New law a threat to transitional justice 

In 2012, a structured transitional justice process was initiated by the government at that time, the so-called ‘troika’ led by the moderate Islamist Ennahda party in coalition with two smaller secularist parties. The transitional justice law provides the legal basis for also dealing with economic crimes because it places corruption and embezzlement within the mandate of the transitional justice project.

The Truth and Dignity Commission established in 2014 can investigate these economic crimes and victims can be acknowledged as such. A sub-commission of the Truth and Dignity Commission furthermore deals with arbitration in the realm of economic crimes (which is not possible for human rights violations). With Ben Ali gone but the ‘system’ still in place, many have put their faith in the transitional justice process to dismantle underlying clientelist structures, as there is a strong lack of trust in pre-existing institutions and the ‘ordinary’ justice system

However, in 2015 President Béji Caid Essebsi first initiated a draft ‘economic reconciliation law’ that would decisively curtail the Truth and Dignity Commission’s mandate and create competing competences for corruption, embezzlement and economic crimes. In fact, it would provide avenues for corrupt businessmen to discretely ‘buy themselves out’ of legal trouble with payments to a so-called ‘development fund’ – without dismantling the underlying “wheelwork of corruption”. 

Borrowing transitional justice terminology and framing the draft law as a ‘reconciliation’ initiative shows the attempt to undermine the structured transitional justice process. The bill, which has been rejected by the Assembly of the Representatives of the People before, has been reintroduced to Parliament in April, but is still meeting resistance.
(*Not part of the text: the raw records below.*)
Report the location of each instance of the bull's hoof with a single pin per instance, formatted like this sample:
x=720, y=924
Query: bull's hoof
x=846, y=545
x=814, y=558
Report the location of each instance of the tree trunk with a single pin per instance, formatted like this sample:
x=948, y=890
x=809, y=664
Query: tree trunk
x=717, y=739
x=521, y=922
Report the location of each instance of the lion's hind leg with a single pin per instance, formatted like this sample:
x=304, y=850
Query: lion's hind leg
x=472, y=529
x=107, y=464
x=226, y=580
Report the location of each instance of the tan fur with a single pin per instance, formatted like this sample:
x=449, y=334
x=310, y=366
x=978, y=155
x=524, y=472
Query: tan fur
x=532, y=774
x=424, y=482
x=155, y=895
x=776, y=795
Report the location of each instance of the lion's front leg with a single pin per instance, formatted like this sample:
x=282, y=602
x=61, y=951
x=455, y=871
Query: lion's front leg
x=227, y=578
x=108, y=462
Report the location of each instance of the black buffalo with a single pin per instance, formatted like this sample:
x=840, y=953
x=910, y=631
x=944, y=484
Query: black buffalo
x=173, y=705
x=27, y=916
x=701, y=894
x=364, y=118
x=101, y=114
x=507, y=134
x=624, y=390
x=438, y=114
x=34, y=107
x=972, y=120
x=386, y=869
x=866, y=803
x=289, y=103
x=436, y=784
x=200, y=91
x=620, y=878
The protest movement in rural Tunisia

The campaign Manich Msamah has just entered its third round of mobilization against the reconciliation law, and many view the campaign as the only expression of public discontent with the way political elites deal with favoritism. In fact, there are larger numbers and more geographically diffuse protests in the socioeconomically marginalized interior regions of Tunisia. They are usually contextualized as public outrage at unemployment and regional marginalization - which they also are. But what is often forgotten is that the triggers of these protests in many cases are corrupt recruitment procedures.

These dynamics date back to pre-2011. The six-month long Gafsa revolt between January and June in 2008, which is today considered as the precursor of the 2010/11 uprising, started when the main employer of the phosphate-mining basin, the Compagnie de Phosphate de Gafsa (CPG), announced lists of new recruits. But they had been manipulated by Amara Abassi, who was the regional head of the trade union federation and at the same time Member of Parliament for the then-ruling party RCD.
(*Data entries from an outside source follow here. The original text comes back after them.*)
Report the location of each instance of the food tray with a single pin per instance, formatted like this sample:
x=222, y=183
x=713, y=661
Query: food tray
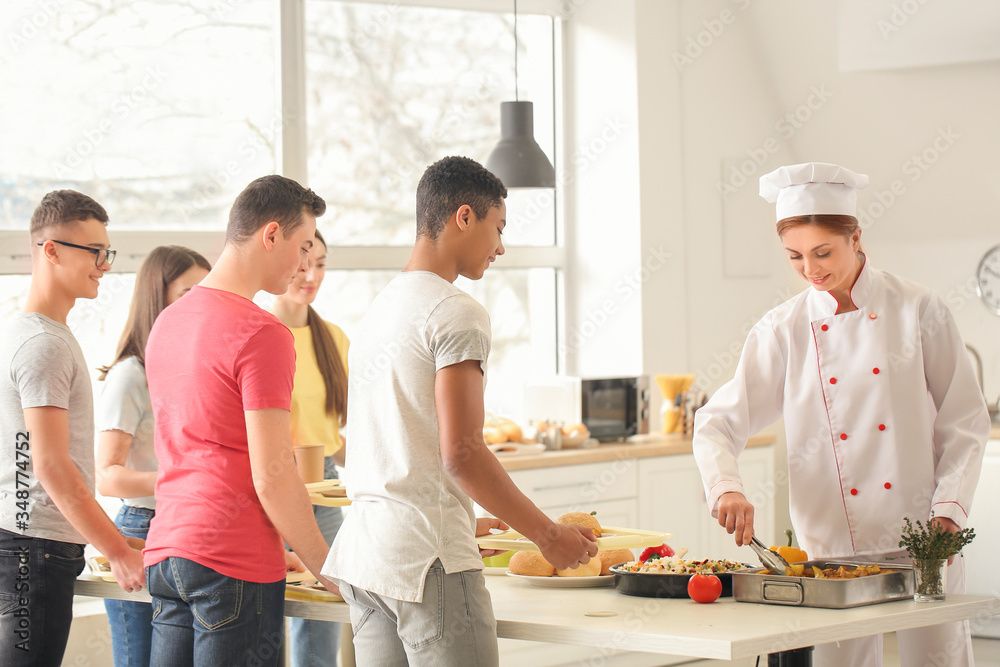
x=612, y=538
x=759, y=585
x=310, y=590
x=663, y=585
x=329, y=493
x=100, y=568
Over decades, he had built clientelist networks, and jobs in the public sector company were one resource he could distribute in order to expand his ties. Jobs were distributed to family and clan members, to people with social capital or those who simply paid for jobs. During the course of the protests the demands expanded and integrated calls for regional development and employment in general. They were only brought to halt by the brutal intervention of state security forces.

Corruption and clientelist networks that influence job distribution spark protests until today, mainly in the marginalized interior. The greatest recent incident was the protest wave of January 2016. Although it lasted only 10 days, it topped the record number of actions of the revolution of 2010/2011. The protest wave kicked off when 26-year-old Ridha Yahyaoui was electrocuted while climbing a utility pole in Kasserine protesting against his removal from a recruitment list. In 2015, after staging a sit-in, he had been promised a job in the next round of government recruitment. Yet a year later his name had disappeared from the list, something his family explained by widespread corruption.
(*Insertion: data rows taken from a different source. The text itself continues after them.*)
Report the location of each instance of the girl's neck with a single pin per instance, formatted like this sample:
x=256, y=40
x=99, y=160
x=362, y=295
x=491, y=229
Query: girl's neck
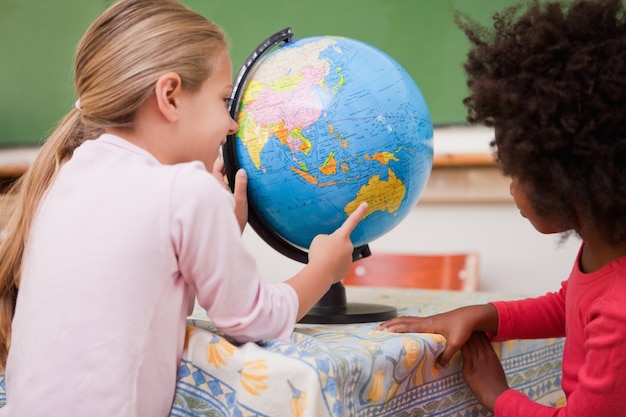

Legitimacy of the new political order

The general assessment that jobs are still either channeled to political clients or to the ones who can afford to pay was shared in interviews conducted with activists of the Union of Unemployed Graduates (Union des diplômés chômeurs-UDC) and unemployed protesters outside many organizations. One of the UDC’s claims was therefore a reform of recruitment procedures towards more transparency and the establishment of an independent institution supervising job distribution. This would help fighting clientelist networks and practices inherited from the Ben Ali era, and at the same time enhance the credibility of the new political order including new institutions and actors.

The latter so far, and particularly the two major parties in power, Nidaa Tounes and Ennahda, have not managed to win the trust of unemployed people. Ennahda, for instance, was heavily criticized for hiring 18,000 of its own members and sympathizers, justified by the fact that those people had faced great discrimination without access to public resources under Ben Ali. Jobs for them were viewed as a kind of compensation as part of the 2011 law granting amnesty to political prisoners and restitution for victims of the Ben Ali regime. Nidaa Tounes in turn has earned a reputation of being the party of the old regime cronies that have re-entered the political stage.

Successive governments have either neglected socioeconomic protests or delegitimized them as creating chaosSuccessive governments have either neglected socioeconomic protests or delegitimized them as creating chaos and preparing the ground for terrorists. Repression, mainly in the form of arrests and legal prosecution, has increased, too, while the police have been accused of resorting to old, abusive tactics in dealing with oppositional forces. And in most cases, when jobs were actually distributed to unemployed protesters, it happened on a random basis. In many cases national government members would approach small groups of protesters without affiliations to parties or civil society organizations and negotiate with them. The aim was to calm the situation by bringing some people into employment. Therefore, the incentive structures have rewarded fragmented protests that focus on personal employment. As a result, socioeconomic protests have become limited in regard to actors and demands.

Sustainable employment and socioeconomic development

What might have seemed like a smart strategy to avoid wide-reaching demands and alliance-building (inherited from dictatorship when violent repression was always at hand as ultima ratio) has backfired. Firstly, these protests have increased as they seem to be the only way to get a job for those without social or economic capital to invest. Furthermore, these many small protests which often continue for a long time on a low-intensity level can very quickly turn into a regional or even nation-wide wave of protest.

In many cases, the trigger often is, as mentioned above, corruption and clientelism in job distribution. Ultimately, meaningful jobs with the overall aim of sustainable development are completely absent from the equation. Without a change in government policies, job creation will not have any positive economic impact. On the contrary political pressure on the private sector to hire people cannot be exercised anymore than it was under Ben Ali. Only the public sector is still in the hand of political elites and the expenses for new jobs are solely carried by the state budget – a fact that is continuously criticized by the IMF, though the latter’s general call for a reduction of the public sector obviously is hardly the solution to the complex entanglement of power and money.

Given the current dynamics of socioeconomic protests it becomes clear why the ‘economic reconciliation law’ is such an affront – not only for those who want to make old wrongs right – but also for a population that keeps on struggling with the same problems caused by relatively unchanged state practices in the field of employment and regional development. If such a law should replace Tunisia’s structured transitional justice process with regard to corruption and economic crimes, then a real transition away from the old authoritarian social contract seems hardly in sight.